Consumer tastes have changed over the past decade and Britain failed to adapt, the research points out. For example, in 2009 UK consumers bought almost eight times the volume of consumer electronics products than in 1997, and more than twice as much clothing.
The top 15 fastest growing consumer products are all goods, a demand that rose by 62 per cent, but consumer demand for services grew far less at 17 per cent over the period; a surprising fact given the ongoing economic shift away from manufacturing and towards services.
Advances in technology are responsible for the rapid innovation and increasing productivity in certain growth markets. Revolutions in the way production is organised internationally have meant the cost of lower-tech goods such as clothing has fallen dramatically.
However, the rapid innovation and growth in demand doesn’t mean that consumers spend a larger share of their total income on them. In fact, it is in areas where prices have risen that consumers are spending more of their money.
Electricity and fuel costs more than doubled from 1997 to 2009; as a result, they took up a significantly larger share of consumer spending, despite growing by just nine per cent in volume terms.
This has affected the UK economy significantly. For rising demand of a product either domestic production or imports have to increase in order to satisfy demand. The UK, however, has experienced a trade deficit in manufactured goods, and a smaller trade surplus in services.
Consumer spending accounts for nearly two thirds of growth in the UK economy. With Britain being reliant on imports in both areas, the research calls on the government to help boost growth by increasing investment and support for emerging consumer markets and our most competitive export industries.
It argues that our future economic success depends on the UK becoming a world leader in emerging high growth consumer markets, such as mobile banking and personalised healthcare. Also, the UK needs to turn its strong service industries into mass export sectors, particularly for business services, design and online retail.
“The UK is weakest in many of the fastest growing, innovative consumer markets, leading to serious imbalances in trade and dampening economic growth,” said Spencer Thompson, report author from The Big Innovation Centre. “We need to get much better at making the things that people want to buy, or we will continue storing up economic problems for the future.”
To get ahead in the fast growing areas of tomorrow Britain needs to be quick to adopt breakthrough technologies, instead of trying to reverse the trend in already established markets, Mr Thompson suggested.

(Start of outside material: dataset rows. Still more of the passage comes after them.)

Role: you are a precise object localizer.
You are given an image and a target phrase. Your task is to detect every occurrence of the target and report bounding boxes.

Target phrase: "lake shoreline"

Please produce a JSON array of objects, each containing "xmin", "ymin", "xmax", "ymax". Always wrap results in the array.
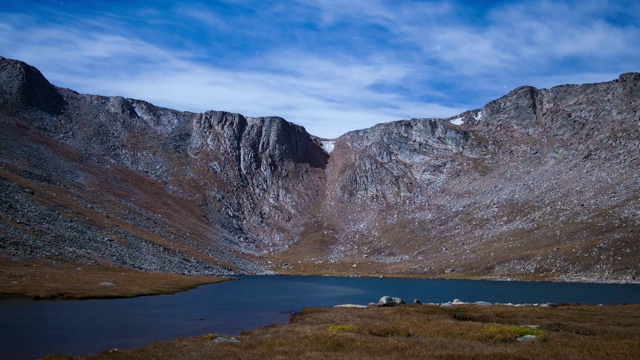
[
  {"xmin": 44, "ymin": 302, "xmax": 640, "ymax": 360},
  {"xmin": 2, "ymin": 262, "xmax": 638, "ymax": 300},
  {"xmin": 3, "ymin": 274, "xmax": 640, "ymax": 359},
  {"xmin": 271, "ymin": 270, "xmax": 640, "ymax": 286},
  {"xmin": 2, "ymin": 253, "xmax": 638, "ymax": 301}
]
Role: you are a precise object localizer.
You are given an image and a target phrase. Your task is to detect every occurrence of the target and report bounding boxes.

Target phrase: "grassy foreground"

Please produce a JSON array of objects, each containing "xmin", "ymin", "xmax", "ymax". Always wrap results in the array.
[
  {"xmin": 45, "ymin": 303, "xmax": 640, "ymax": 359},
  {"xmin": 0, "ymin": 258, "xmax": 228, "ymax": 299}
]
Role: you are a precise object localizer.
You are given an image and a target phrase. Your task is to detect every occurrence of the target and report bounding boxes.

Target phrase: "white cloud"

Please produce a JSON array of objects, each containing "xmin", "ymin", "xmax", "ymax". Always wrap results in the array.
[
  {"xmin": 179, "ymin": 7, "xmax": 233, "ymax": 31},
  {"xmin": 1, "ymin": 1, "xmax": 637, "ymax": 138},
  {"xmin": 86, "ymin": 53, "xmax": 462, "ymax": 138},
  {"xmin": 301, "ymin": 0, "xmax": 640, "ymax": 85},
  {"xmin": 485, "ymin": 1, "xmax": 638, "ymax": 61},
  {"xmin": 0, "ymin": 14, "xmax": 462, "ymax": 139}
]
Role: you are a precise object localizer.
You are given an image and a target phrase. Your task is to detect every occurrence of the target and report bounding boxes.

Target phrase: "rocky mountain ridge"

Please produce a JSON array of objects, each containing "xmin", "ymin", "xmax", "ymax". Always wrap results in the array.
[
  {"xmin": 1, "ymin": 57, "xmax": 638, "ymax": 282},
  {"xmin": 307, "ymin": 76, "xmax": 639, "ymax": 282}
]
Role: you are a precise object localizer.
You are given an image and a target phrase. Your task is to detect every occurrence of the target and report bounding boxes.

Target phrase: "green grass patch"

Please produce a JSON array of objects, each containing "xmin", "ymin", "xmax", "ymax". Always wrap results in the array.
[{"xmin": 299, "ymin": 307, "xmax": 326, "ymax": 315}]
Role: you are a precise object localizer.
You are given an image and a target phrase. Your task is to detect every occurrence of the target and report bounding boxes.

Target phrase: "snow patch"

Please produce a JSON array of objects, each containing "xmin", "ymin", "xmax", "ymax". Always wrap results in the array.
[
  {"xmin": 450, "ymin": 117, "xmax": 464, "ymax": 126},
  {"xmin": 321, "ymin": 140, "xmax": 335, "ymax": 154},
  {"xmin": 473, "ymin": 111, "xmax": 483, "ymax": 120}
]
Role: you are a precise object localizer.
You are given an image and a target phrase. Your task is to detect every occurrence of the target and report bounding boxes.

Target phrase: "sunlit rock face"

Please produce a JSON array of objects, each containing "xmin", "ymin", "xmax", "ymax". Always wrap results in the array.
[{"xmin": 1, "ymin": 56, "xmax": 639, "ymax": 282}]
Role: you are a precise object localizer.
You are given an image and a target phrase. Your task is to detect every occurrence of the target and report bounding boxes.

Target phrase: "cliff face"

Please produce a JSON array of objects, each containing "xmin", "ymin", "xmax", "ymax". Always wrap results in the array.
[
  {"xmin": 1, "ymin": 57, "xmax": 638, "ymax": 281},
  {"xmin": 0, "ymin": 57, "xmax": 327, "ymax": 274}
]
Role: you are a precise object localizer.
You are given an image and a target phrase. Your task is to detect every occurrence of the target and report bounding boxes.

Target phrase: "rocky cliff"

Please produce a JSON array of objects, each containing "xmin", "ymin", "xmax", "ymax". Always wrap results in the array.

“The government must take this challenge more seriously. They can play a big role in helping new technologies become household products by working with businesses to address all of the barriers involved in disruptive change. Without better co-ordinated action, we are likely to repeat the mistakes of the pre-recession years.”
The authors argue that Britain’s strongest industries could become mass exporters if the EU Services Directive were implemented, UK airport capacity were expanded and controls on highly-skilled migrants were eased. They urge the government to give greater export support to SMEs and identifies the need to build stronger links with emerging economies such as China and India.